Despite ongoing developments in optical setups and pre- and post-processing techniques, vignetting remains a prevalent issue in the field of nanoscopy. While many existing methods of vignetting correction may provide satisfactory results, most are reliant on making corrections in early stages of the image acquisition or stitching process. This proves limiting in cases where images have already been acquired, and significant time and resources would be needed to restart from an earlier stage in the process. Unlike other vignetting correction algorithms, such as BaSiC (which corrects for vignetting on individual tiles before stitching has taken place), VISTAmap can perform vignetting correction on whole stitched images. This simplifies workflows and allows correction on archived or collected images where individual tiles may no longer be available. VISTAmap leverages two simple concepts to afford this flexibility: morphological texture filters to delineate tissue from the background (allowing for the correction of non-rectangular stitching maps), and frequency-based tile detection (allowing for tailored enveloping of average intensity bands and ultimately the streamlined determination of the corrective multiplier). An interesting future work could combine VISTAmap’s automated tile detection to extract pseudo-tiles from post-stitched images for downstream use in other pipelines that require individual tiles such as BaSiC.
In nanoscopy applications, such as SRS, where image stitching is essential to study whole tissue dynamics at a nanoscale, VISTAmap shows particular promise. By eliminating the vignetting artifacts that would otherwise obscure key details, performance of segmentation, spectral unmixing, and super-resolution deconvolution algorithms can be improved. This allows for greater molecular insight to be retrieved from every sample.
While VISTAmap significantly minimizes vignetting effects and enhances image quality, it is essential to note that no vignetting correction tool is perfectly suited for all forms of quantitative analysis.

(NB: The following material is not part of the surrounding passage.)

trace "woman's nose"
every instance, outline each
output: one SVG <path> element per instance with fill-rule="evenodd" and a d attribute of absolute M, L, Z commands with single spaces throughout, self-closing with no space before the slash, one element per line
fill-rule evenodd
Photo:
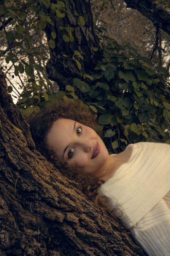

Analyses that rely on absolute pixel intensities, such as some forms of quantitative spectral analyses, may be negatively impacted by the pixel intensity variations that occur due to vignetting. Vignetting correction algorithms like VISTAmap attempt to correct for these using intensity fluctuation patterns found throughout the image. However, since corrections are made from patterns and averages, they may not perfectly reflect the ground truth. This is not to say that VISTAmap cannot improve outcomes of quantitative measurements but rather that such measurements will not be directly based on the ground truth and should be interpreted with appropriate considerations. VISTAmap’s utility lies primarily in improving visual clarity for more qualitative analyses, such as molecular profiling, tissue segmentation, and spatial deconvolution. By removing artifacts, VISTAmap aids in these downstream analyses, which are critical in nanoscopy applications like hyperspectral molecular clustering and super-resolution imaging. Overall, VISTAmap offers a practical solution that enhances the usability of stitched nanoscopic images, ensuring that structural and molecular information can be extracted effectively from even the most vignetted datasets. It is our sincere hope that this tool will serve as an instructional resource for those interested in learning about image processing and the impacts vignetting artifacts may have in the SRS nanoscopy space.

5. Conclusions

VISTAmap is a simple tool for correcting shading artifacts in post-stitched images caused by vignetting. Its main advantages are tissue detection through morphological texture filtering and automated tile detection. This allows for the separation of tissue from the background in non-rectangular stitching maps of whole slide images and streamlined corrective multiplier mask generation due to informing the window size of the vignetting signal based on the detected tile size. We evaluated the performance of VISTAmap qualitatively in eliminating tile boundaries, and quantitatively in deconvolution and particle detection. Qualitatively, the tile boundaries in the stitched image were made less noticeable (Figure 9b) without generating defects as in the bandpass FFT and BaSiC methods (Figure 9e,f). Quantitatively, VISTAmap-corrected stitched images were able to detect more small nanoparticles (Figure 10l) and rescued the spatial distribution of detected particles from the vignetted simulation (Figure 10j,m) with a lower RMSE and higher correlation coefficient for the ground truth case than the BaSiC processed images. Although we compare this method to other simple techniques and advanced algorithms, we do not definitively claim VISTAmap to be better. This is because quantitative measures will depend highly on the analyte. For instance, both BaSiC and VISTAmap will perform better on larger grids of image tiles and are both sensitive to the nature of the image tiles (whether sparse particles or dense tissues). The analysis of image-dependent performance requires further exploration. The aim of this study is to introduce an open source tool, illustrate its core operations step-wise, and give a basic rationale and performance evaluation.

Supplementary Materials

The following supporting information can be downloaded at: https://www.mdpi.com/article/10.3390/nano15070563/s1.

Author Contributions

A.A.F. collected images with the help of Z.L. and wrote the MATLAB scripts. A.H.F. generated the figures and wrote the manuscript with the help of A.A.F. L.S. conceptualized and advised on the experiments. All authors have read and agreed to the published version of the manuscript.

Funding

This research received no external funding.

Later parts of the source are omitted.